Hepatic 31 P-magnetic resonance spectroscopy identified the impact of melatonin-pretreated mitochondria in acute liver ischaemia-reperfusion injury

Abstract

Acute liver ischaemia-reperfusion injury (IRI), commonly encountered during liver resection and transplantation surgery, is strongly associated with unfavourable clinical outcome. However, a prompt and accurate diagnosis and the treatment of this entity remain formidable challenges. This study tested the hypothesis that ³¹ P-magnetic resonance spectroscopy (³¹ P-MRS) findings could provide reliable living images to accurately identify the degree of acute liver IRI and melatonin-pretreated mitochondria was an innovative treatment for protecting the liver from IRI in rat. Adult male SD rats were categorized into group 1 (sham-operated control), group 2 (IRI only) and group 3 (IRI + melatonin [ie mitochondrial donor rat received intraperitoneal administration of melatonin] pretreated mitochondria [10 mg/per rat by portal vein]).
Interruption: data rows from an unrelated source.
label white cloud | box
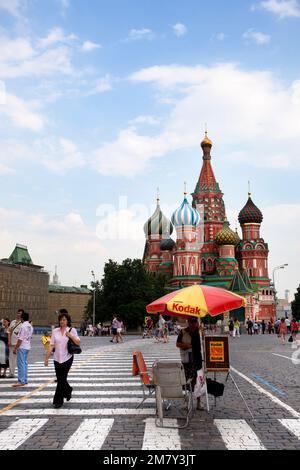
[216,33,228,41]
[0,44,74,79]
[0,36,35,64]
[173,23,187,37]
[86,74,113,96]
[91,128,171,177]
[0,163,15,175]
[126,28,154,41]
[0,0,24,18]
[34,137,86,174]
[252,0,300,19]
[81,41,102,52]
[124,64,300,170]
[243,28,271,45]
[38,27,78,49]
[57,0,71,17]
[0,93,45,132]
[129,115,161,126]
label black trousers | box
[53,356,74,405]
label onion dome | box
[239,193,263,225]
[216,220,240,246]
[171,193,200,227]
[160,238,176,251]
[201,132,213,147]
[144,199,173,237]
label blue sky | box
[0,0,300,295]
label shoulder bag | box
[68,330,82,355]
By the end of study period at 72 hours, ³¹ P-MRS showed that, as compared with group 1, the hepatic levels of ATP and NADH were significantly lower in group 2 than in groups 1 and 3, and significantly lower in group 3 than in group 1. The liver protein expressions of mitochondrial-electron-transport-chain complexes and mitochondrial integrity exhibited an identical pattern to ³¹ P-MRS finding. The protein expressions of oxidative stress, inflammatory, cellular stress signalling and mitochondrial-damaged biomarkers displayed an opposite finding of ³¹ P-MRS, whereas the protein expressions of antioxidants were significantly progressively increased from groups 1 to 3. Microscopic findings showed that the fibrotic area/liver injury score and inflammatory and DNA-damaged biomarkers exhibited an identical pattern of cellular stress signalling. Melatonin-pretreated mitochondria effectively protected liver against IRI and ³¹ P-MRS was a reliable tool for measuring the mitochondrial/ATP consumption in living animals.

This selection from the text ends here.